Their argument hinges on a major difference between renewable energy systems and fossil fuel energy systems: When you make an internal combustion engine you keep having to fill it with gas, but when you make a solar panel, you’re done. That is, once you’ve gathered the initial inputs to make renewable energy generation, all the risk around energy access falls away. As long as you’ve got sun or wind or waves or the inexorable process of nuclear decay, you don’t need to worry about refilling your power source.
This is in sharp contrast to the way fossil fuel economies work. Most of the risk in fossil fuels derives not from the production of energy-generating facilities, but from market shocks to the inputs for those facilities. It isn’t hard to source the steel to make cars, but if major gasoline refineries go offline then the costs of driving can jump significantly. When Russia wants to mess with the EU, it doesn’t restrict its exports of natural gas power plants, it restricts its exports of natural gas. That kind of political risk around fossil fuels drives a lot of political calculations about international security issues, from the Strait of Hormuz to the Dakota Access Pipeline.

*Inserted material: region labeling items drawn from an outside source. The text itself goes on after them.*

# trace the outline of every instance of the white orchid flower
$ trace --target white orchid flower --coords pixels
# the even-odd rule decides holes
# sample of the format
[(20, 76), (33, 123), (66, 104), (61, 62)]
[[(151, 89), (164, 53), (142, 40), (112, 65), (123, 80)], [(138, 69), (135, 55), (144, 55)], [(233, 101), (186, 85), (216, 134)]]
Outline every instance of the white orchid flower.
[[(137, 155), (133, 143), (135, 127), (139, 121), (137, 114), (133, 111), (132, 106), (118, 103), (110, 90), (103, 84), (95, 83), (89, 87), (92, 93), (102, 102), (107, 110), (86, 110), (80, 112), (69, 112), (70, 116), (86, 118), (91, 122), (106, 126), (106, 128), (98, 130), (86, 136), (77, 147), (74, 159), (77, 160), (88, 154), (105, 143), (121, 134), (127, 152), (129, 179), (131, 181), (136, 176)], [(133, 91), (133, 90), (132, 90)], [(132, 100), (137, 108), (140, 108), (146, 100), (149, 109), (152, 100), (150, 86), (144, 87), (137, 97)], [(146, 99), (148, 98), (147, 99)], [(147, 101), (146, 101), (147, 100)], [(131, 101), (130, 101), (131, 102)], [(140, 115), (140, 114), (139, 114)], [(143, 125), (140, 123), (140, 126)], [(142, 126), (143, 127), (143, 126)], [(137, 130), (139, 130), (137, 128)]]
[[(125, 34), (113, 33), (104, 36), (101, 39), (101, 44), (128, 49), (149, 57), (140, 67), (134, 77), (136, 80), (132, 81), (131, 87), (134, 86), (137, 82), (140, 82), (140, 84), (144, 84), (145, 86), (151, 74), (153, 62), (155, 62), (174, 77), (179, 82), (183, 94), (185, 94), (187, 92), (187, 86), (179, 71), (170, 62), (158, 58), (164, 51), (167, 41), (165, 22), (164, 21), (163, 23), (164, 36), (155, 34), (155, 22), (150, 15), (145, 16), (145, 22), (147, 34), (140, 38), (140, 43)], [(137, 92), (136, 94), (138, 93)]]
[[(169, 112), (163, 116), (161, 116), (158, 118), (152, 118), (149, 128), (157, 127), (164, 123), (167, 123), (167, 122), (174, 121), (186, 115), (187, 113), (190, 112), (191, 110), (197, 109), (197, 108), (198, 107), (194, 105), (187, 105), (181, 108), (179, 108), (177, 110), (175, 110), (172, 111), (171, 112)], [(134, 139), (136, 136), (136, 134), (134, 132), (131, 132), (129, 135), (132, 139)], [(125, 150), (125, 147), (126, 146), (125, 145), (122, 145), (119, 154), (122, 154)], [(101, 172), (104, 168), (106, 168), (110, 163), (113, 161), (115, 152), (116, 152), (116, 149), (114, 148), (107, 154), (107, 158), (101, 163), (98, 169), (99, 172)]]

As Krane and Idel point out, those risks just don’t apply to renewable energy production. If political actors found some way to halt, say, lithium production, people who were already driving around cars with lithium batteries would face exactly zero inconvenience or economic cost. There would be price increases in future production to be sure, but once the infrastructure of renewable energy use is in place it becomes very difficult to target. And indeed, as with fossil fuels, it is difficult for producers of minerals crucial to renewable energy production to effectively restrict their sale.
In 2010, China — a major producer of so-called “rare earth metals” — imposed an embargo on their sale to Japan. At first, prices for components involving the metals skyrocketed as investors panicked. But then everyone remembered that rare earth metals are a commodity like any other, and that the market is fungible. Soon, new sources of the metals were coming online and third countries were buying from China and reselling to Japan. Japanese component prices were back to normal before China called off the boycott.
Krane and Idel quantified the vast gulf in risk between existing energy systems and renewable systems by looking at how much mining is necessary to make each system work. Using the Texas electrical grid as a case study, they measured how much mining is necessary to maintain one gigawatt of wind capacity over 20 years and how much is required to produce the same energy in coal plants. Just for that gigawatt, replacing coal with wind would result in 25 million fewer tons being mined over two decades. Texas alone produced 77,857 gigawatt hours of electricity from coal in 2019. That level of decline in energy inputs represents a major reduction in political risk, even setting aside its obvious climate benefits.